Six Ways Agencies can Manage the Risk of Cloud Crashes
When part of the Amazon EC2 Cloud crashed on April 21, the Federal government received a small but unwelcome lesson in the potential downsides of cloud hosting.
The crash of a key data center seized headlines by sending some high-profile commercial websites such as Quora and Reddit temporarily offline. Though less publicized, the U.S. Department of Energy was also a casualty. Its OpenEI website, which promotes collaboration in clean energy research, went down for almost two days.
The Amazon incident is a reminder that even the largest and most sophisticated cloud providers can encounter outages and other mishaps. Through careful planning, government agencies can embrace the cloud while reducing their exposure to unexpected downtime—and the resulting costs for the taxpayer.

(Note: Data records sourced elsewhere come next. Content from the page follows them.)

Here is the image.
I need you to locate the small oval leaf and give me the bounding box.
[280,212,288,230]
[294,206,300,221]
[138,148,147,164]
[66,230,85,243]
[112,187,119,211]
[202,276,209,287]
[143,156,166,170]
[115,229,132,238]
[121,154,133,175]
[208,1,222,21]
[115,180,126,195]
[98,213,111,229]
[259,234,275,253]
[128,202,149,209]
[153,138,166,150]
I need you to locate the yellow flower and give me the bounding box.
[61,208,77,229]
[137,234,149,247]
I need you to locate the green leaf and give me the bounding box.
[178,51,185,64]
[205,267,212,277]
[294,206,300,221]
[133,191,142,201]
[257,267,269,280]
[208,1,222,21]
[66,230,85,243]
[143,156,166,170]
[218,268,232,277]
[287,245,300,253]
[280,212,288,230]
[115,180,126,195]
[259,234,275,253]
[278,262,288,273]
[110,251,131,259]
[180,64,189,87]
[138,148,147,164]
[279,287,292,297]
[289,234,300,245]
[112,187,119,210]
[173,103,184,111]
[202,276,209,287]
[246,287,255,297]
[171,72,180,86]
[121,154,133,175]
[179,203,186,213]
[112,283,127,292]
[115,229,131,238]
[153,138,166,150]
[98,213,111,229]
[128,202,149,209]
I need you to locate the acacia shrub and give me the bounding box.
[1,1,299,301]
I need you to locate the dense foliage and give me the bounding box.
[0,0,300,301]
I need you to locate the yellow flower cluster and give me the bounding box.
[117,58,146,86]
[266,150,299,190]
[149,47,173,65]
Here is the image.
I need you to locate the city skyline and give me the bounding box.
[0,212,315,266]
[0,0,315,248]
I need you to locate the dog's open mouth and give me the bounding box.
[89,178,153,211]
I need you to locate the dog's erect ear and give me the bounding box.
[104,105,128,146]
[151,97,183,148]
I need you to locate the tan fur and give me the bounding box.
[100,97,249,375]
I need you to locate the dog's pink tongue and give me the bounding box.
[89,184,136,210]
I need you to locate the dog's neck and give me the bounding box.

There are various facets to a successful plan. Here are six of the most important:
- Incorporate failover for all points in the system. Every server image should be deployable in multiple regions and data centers, so your system can keep running even if there are outages in more than one region. Less visible components of your system require similar attention. For example, consider making failover arrangements for your DNS service so that you can access and change it even if it’s unavailable on certain machines.
- Develop the right architecture for your software. Architectural nuances can make a huge difference to your system’s failover response. If you have a database in one region, for instance, it offers you no real protection to have server instances in another region unless updates to the database in one region carry over to the other. A carefully architected system will keep the database in sync with a copy of the database elsewhere, allowing for seamless failover.
- Take care in negotiating service level agreements. For fully managed services in particular, your SLA should provide reasonable compensation for the business losses you may suffer from a service outage. If you simply receive prorated credit for your hosting costs during downtime, that won’t compensate for the costs of a large system failure—and it doesn’t give your provider a great incentive to ensure steady service, either. This point is especially crucial in negotiating for SaaS, where you have to depend completely on your provider for failover.
- Design, implement and test a disaster recovery strategy. One component of such a strategy is the ability to draw on resources such as failover instances at a secondary provider, in case your main provider runs into trouble. Adequate provisions for data recovery and backup servers are also essential. Once a strategy is in place, you can run simulations to make sure your plans will actually work in a crisis. Without such periodic testing, your disaster recovery plan is likely to fail.
- In coding your software, plan for worst case scenarios. In every part of your code, it’s best to assume that the resources it needs to work might become unavailable at a given time, and that any part of the environment could go haywire. One technique to guard against such events is to simulate potential problems in your code, so that the software will respond correctly to a cloud outage. Otherwise, it might not recognize a failure in the system and could end up corrupting your agency’s data.
- Keep your risks in perspective, and plan accordingly. It can be extremely expensive to eliminate the risk of a temporary failure resulting from an outage or other problem in the cloud. In cases where even a brief downtime would incur massive costs or impair vital government services, multiple redundancies and split-second failover can be worth the investment. If a website or service is not so critical, your company might prefer to invest fewer resources and accept the risk that it could go down for several minutes or hours.
In light of the Amazon experience, should government agencies shy away from cloud hosting? Hardly. An organization is no less vulnerable if it hosts its own data, and it’s likely to be less adept at dealing with an outage than a skilled cloud provider will be. Meanwhile, the cost of preparing for such contingencies is considerably lower with cloud hosting.
Problems occur in all walks of life, and cloud computing is no exception. As long as your agency plans ahead, it should be able to weather a crisis in the cloud.